College basketball might finally be picking up the pace.
The NCAA men's rules committee announced a range of rules proposals Friday -- including a 30-second shot clock, an extension of the restricted-area arc and fewer second-half timeouts -- it hopes will accelerate a game that has faced widespread criticism for increasingly paltry scoring and too-frequent stoppages throughout the past decade.
"The areas of concern in our game have been about pace of play, about scoring, about increased physicality defensively," said Rick Byrd, NCAA rules committee chairman. "There are concerns about how long it takes to play our games sometimes, particularly as we've introduced review in the last two minutes. I think we've addressed all these areas as best we can."
The shot clock was last reduced, from 45 to 35 seconds, in 1993-94. The women's college game uses a 30-second clock. In 2013, the rules committee changed officiating emphases designed to reduce physical play.
After the first brief uptick in scoring averages the next season, 2014-15 was the lowest-scoring in the sport's history -- the culmination of a decadeslong trend toward ever-slower play.
In 2014-15, teams averaged just 64.8 possessions per game, by far the lowest number since 2002, when KenPom.com began tracking adjusted tempo statistics. Even as offenses used those possessions more efficiently, the reduction in overall possessions per game left overall scorelines dwindling. Since 2000, scoring has decreased in every season but two.
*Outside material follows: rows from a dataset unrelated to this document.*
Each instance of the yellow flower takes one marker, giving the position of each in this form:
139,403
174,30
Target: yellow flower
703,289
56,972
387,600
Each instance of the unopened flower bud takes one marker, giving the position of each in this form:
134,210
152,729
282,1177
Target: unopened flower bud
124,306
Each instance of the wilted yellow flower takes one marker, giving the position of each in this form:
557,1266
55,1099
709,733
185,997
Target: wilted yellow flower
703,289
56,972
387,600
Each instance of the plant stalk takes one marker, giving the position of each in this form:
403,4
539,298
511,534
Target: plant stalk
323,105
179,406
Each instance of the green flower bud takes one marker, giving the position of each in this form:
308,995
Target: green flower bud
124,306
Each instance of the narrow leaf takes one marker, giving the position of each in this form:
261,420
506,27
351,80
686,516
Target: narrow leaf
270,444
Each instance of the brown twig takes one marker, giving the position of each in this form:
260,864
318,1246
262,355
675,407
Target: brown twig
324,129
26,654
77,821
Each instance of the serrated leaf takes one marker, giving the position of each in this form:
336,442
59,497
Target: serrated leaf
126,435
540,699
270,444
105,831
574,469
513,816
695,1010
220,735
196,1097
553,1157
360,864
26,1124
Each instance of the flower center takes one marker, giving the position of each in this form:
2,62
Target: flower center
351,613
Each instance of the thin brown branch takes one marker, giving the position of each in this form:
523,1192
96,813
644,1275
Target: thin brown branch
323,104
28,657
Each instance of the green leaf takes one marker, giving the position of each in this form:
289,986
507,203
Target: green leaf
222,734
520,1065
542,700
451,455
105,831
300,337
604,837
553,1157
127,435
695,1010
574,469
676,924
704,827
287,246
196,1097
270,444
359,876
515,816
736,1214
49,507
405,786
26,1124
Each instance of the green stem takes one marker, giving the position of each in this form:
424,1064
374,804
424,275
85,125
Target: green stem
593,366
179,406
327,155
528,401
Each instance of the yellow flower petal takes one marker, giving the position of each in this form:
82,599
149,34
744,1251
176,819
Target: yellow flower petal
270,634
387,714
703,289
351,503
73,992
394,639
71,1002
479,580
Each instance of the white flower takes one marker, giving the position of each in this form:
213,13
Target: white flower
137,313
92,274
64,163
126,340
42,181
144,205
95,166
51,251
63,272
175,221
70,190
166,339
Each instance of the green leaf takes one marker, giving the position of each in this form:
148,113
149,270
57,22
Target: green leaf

Media attention to the issue, and calls for reform, grew loudest last season
In March, the NCAA experimented with the new shot clock and restricted area rules in the 2015 NIT. Byrd said the NIT data did not "indicate a negative effect in terms of scoring and possessions."
"People who are advocates of the 35-second shot clock could say they didn't show a huge bump, either," Byrd said. "But we don't think it's going to cause a huge bump. We think it's part of the puzzle, just a piece, that helps us get the game headed in the right direction."
Alongside the larger restricted area, perhaps the most important piece of the rules committee's puzzle is its renewed calls for officials to hew to the 2013 changes policing physical play. The committee explicitly named perimeter defense on the dribble, physicality in post play, screening and movement away from the ball as its most important officiating maxims.
The committee also hopes to speed up games through the reduction of stoppages. It proposed eliminating one timeout per team in the second half of games. It also voted to disallow coaches from calling timeouts from the bench and to blend any timeouts called within 30 game seconds of a planned television timeout into the television timeout itself.
Byrd said each proposal was formed in consultation with officials and coaches. The shot clock change was the subject of the fiercest committee debate, as some members wondered whether a 30-second clock might yield some advantage to the defense. Ultimately, 64 percent of Division I coaches supported the 30-second shot clock, according to the NCAA's polling, Byrd said. The committee saw similar levels of support for other proposals, which it will continue to monitor in the years to come.
"We kind of had a charge, I don't know who from, but there were several issues," Byrd said. "You've heard them and talked about them. The last two minutes of the game and how long they take, for example. We've tried to address them as best we can without changing our game as we know it, and changing the way guys coach the game."
The rules proposals will be sent for approval from the NCAA's playing rules oversight panel, which meets in June.